US 11,941,111 B2
Exploiting fine-grained structured weight sparsity in systolic arrays
Sanchari Sen, Indianapolis, IN (US); Swagath Venkataramani, Yorktown Heights, NY (US); Vijayalakshmi Srinivasan, Yorktown Heights, NY (US); Kailash Gopalakrishnan, Yorktown Heights, NY (US); and Sunil K. Shukla, Yorktown Heights, NY (US)
Assigned to International Business Machines Corporation, Armonk, NY (US)
Filed by INTERNATIONAL BUSINESS MACHINES CORPORATION, Armonk, NY (US)
Filed on Jul. 31, 2021, as Appl. No. 17/444,187.
Prior Publication US 2023/0030287 A1, Feb. 2, 2023
Int. Cl.
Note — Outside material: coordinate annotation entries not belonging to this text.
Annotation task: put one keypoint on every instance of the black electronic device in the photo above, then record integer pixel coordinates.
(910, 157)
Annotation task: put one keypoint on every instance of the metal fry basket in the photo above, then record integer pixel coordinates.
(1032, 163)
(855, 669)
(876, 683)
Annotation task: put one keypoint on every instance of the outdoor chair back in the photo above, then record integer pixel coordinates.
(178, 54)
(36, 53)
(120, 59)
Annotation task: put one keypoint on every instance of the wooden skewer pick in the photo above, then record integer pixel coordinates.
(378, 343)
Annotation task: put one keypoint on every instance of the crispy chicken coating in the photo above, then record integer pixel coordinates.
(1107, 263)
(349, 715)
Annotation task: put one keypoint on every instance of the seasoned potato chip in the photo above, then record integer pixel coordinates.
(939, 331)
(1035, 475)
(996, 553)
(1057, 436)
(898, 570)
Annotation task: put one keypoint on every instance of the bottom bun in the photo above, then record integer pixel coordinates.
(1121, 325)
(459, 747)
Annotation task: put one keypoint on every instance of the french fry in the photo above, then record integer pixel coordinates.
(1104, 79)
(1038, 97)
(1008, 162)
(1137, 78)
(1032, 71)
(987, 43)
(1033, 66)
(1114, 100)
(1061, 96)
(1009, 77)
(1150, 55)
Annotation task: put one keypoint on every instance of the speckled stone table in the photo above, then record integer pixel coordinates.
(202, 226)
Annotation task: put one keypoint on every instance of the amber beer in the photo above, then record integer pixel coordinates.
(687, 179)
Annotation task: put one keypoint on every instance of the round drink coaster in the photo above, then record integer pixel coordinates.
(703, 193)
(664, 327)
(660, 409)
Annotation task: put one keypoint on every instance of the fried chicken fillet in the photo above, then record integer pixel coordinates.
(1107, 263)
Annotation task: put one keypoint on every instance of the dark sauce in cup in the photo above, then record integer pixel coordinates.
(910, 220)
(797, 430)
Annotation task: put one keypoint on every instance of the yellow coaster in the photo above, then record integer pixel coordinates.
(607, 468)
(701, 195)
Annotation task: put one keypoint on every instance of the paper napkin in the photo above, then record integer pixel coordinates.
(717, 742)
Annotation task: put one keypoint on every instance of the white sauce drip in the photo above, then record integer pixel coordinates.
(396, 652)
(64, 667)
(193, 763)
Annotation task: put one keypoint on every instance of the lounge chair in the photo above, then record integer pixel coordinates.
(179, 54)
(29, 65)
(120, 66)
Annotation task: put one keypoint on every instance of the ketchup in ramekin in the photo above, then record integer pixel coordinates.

G06F 21/00 (2013.01); G06F 7/544 (2006.01); G06F 21/55 (2013.01); G06N 3/04 (2023.01)
CPC G06F 21/55 (2013.01) [G06F 7/5443 (2013.01); G06N 3/04 (2013.01); G06F 2221/034 (2013.01)] 25 Claims
OG exemplary drawing
 
1. A method for exploiting fine-grained structured weight sparsity in deep neural networks in a computing environment, by one or more processors, comprising:
storing indices of a plurality of non-zero weights in an index register file included within each of a plurality of processor elements in a systolic array;
storing the plurality of non-zero weights in a register file associated with the index register file, wherein only values of the non-zero weights are stored in all memory levels associated with the plurality of processor elements in the systolic array;
sending, to one or more of the plurality of processor elements, a plurality of input values corresponding to a single block in a data structure; and
selecting one or more of the plurality of input values corresponding to the indices of the plurality of non-zero weights in the index register file for performing multiply-accumulate (“MAC”) operation based on sending, to the one or more of the plurality of processor elements, the plurality of input values.